Every $\mathbb{Q}$-vectorspace $V \neq 0$ is not free over the subring $\mathbb{Z} \subseteq \mathbb{Q}$.

I assumed that V is free over $\mathbb{Z}$ in hope of getting a contradiction. So, there exists a set {$ a_1,..., a_n$} all in $\mathbb{Z}$ such that $v= a_1 x_1 +... + a_n x_n$, {$v_1,..., v_n$} $\in V$.

I am not able to find a contradiction as I am unable to proceed foreward. All I can say is that V is now not a vector space as $\mathbb{Z} $ is not a field.

Can you help me completing the proof?

Answer 1

Dietrich Burde essentially already proved the result. Here are some more details. First we show the claim for finite vector spaces. So let $V$ be a finite-dimensional $\mathbb{Q}$ vector space, $n=\dim_\mathbb{Q} V$. Suppose $V$ was free as a $\mathbb{Z}$-module, then $\mathbb{Q}\subset V=\mathbb{Q}^n$ is a submodule of a free $\mathbb{Z}$-module hence it is itself free. But $\mathbb{Q}$ is not free as a $\mathbb{Z}$-module, since any two rationals are linearly dependent and clearly $\mathbb{Q}$ is not generated by one rational as a $\mathbb{Z}$-module.

To deal with the infinite dimensional case it should suffice to write $V$ as the union of its finite-dimensional subspaces.

Answer 2

Every $\mathbb{Q}$-vector space $V$ is divisible as an abelian group: for every $x\in V$ and every nonzero integer $n$, there exists $y\in V$ such that $ny=x$.

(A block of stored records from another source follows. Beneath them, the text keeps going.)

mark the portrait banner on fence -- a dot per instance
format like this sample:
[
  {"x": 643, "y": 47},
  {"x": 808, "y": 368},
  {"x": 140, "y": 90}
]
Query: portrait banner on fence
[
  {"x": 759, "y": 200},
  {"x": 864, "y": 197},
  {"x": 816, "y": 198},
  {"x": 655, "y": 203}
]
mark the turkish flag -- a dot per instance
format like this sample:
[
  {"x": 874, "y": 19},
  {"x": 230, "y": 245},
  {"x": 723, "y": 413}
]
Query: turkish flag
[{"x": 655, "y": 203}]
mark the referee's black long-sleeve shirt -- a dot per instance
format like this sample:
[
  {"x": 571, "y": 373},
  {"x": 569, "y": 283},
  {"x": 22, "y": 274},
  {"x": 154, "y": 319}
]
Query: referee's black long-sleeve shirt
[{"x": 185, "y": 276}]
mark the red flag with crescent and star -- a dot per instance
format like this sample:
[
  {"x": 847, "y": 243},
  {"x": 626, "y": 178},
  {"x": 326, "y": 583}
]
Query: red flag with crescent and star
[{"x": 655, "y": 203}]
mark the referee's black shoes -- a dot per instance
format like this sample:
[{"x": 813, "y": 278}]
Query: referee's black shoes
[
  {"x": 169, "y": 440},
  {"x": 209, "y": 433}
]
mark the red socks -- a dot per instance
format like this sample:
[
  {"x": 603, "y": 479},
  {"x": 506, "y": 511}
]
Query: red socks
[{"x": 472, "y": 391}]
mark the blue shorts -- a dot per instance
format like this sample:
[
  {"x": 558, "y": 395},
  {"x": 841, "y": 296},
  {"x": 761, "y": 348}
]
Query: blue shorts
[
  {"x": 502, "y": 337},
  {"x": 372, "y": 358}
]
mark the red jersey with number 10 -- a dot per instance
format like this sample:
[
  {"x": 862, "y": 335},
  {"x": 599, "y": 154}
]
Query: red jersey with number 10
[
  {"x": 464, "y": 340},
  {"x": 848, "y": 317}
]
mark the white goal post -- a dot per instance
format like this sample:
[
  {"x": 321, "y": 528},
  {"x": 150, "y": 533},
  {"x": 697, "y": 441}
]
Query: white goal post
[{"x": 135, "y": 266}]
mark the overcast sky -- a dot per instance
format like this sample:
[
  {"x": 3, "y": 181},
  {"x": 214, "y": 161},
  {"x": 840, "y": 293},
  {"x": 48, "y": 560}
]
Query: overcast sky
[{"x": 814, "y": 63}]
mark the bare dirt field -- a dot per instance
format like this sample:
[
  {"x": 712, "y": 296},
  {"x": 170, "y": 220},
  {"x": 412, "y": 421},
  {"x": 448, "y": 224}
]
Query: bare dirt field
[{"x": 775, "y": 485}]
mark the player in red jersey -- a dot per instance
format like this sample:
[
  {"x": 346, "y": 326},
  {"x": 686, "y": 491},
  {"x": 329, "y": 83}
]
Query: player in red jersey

Claim. No nonzero free abelian group is divisible.

Indeed, if $G$ is a divisible abelian group, then the only homomorphism $G\to\mathbb{Z}$ is the trivial one, so $\mathbb{Z}$ cannot be a homomorphic image of $G$. But $\mathbb{Z}$ is a homomorphic image of every nonzero free abelian group.

Answer 3

Consider a $\mathbb Q$-vector space $V\neq0$ and suppose, toward a contradiction that it is free over $\mathbb Z$, say with basis $B$. Consider any basis vector $b\in B$. Since $V$ is a $\mathbb Q$-vector space, we can consider the element $\frac12b$ of $V$, and we can express it as a $\mathbb Z$-linear combination $\sum_in_ib_i$ of some elements $b_i$ of $B$ (possibly including $b$ itself as one of the $b_i$'s). So we have a linear dependence relation $b-\sum_i2n_ib_i=0$ among the basis vectors $b$ and $b_i$, in which the basis vector $b$ has coefficient $1$ (if $b$ is not among the $b_i$'s) or $1-2n_i$ (if $b=b_i$). In any case, the coefficient of $b$ is odd and, in particular, not $0$. That contradicts the fact that a basis $B$ has to be linearly independent.